While COVID-19 boosters are available for certain groups of people (mainly those most vulnerable), and we should all make the time to get our shot when it’s our turn, there are some variables we should consider. Experts agree that the people who are fully vaccinated and have coped with a COVID-19 infection should be last to get their booster.
The Wall Street Journal spoke with several experts who said that this group of people was more protected than the rest since they’ve already had three exposures to the virus (two vaccines, one infection).
“I wouldn’t ask them to get a booster dose. I think they just got it,” said Dr. Paul Offit, director of the Vaccine Education Center at the Children’s Hospital of Philadelphia. While Offit supports boosters for older adults, he believes it’s a bit early for the general public just yet.
In fact, Gary McLean, professor in Molecular Biology in London, said that fully vaccinated people who’ve had COVID-19 may not even need a booster.
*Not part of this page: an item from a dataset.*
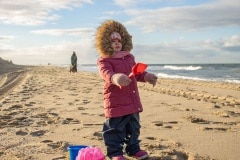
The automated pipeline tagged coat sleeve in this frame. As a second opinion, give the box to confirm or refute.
[97,58,115,83]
While vaccines produce an immune response to the virus’s spike protein, producing “spike-specific” immunity, an infection produces a more general immunity, which protects you from variants and more. The union of these two means that these people are very well equipped to battle the virus.
New data suggests that vaccine immunity starts to wane after five months of getting the shot, particularly in regards to the Pfizer vaccine. Still, experts claim that an antibody test might be the most accurate way of determining who needs the booster or not, since everyone’s body responds to the vaccine differently.
When discussing COVID-19, a day by day approach is the appropriate response. It’s important to keep up with the news and the COVID-19 rates in your area, that way you stay protected and know the activities that are safest to do.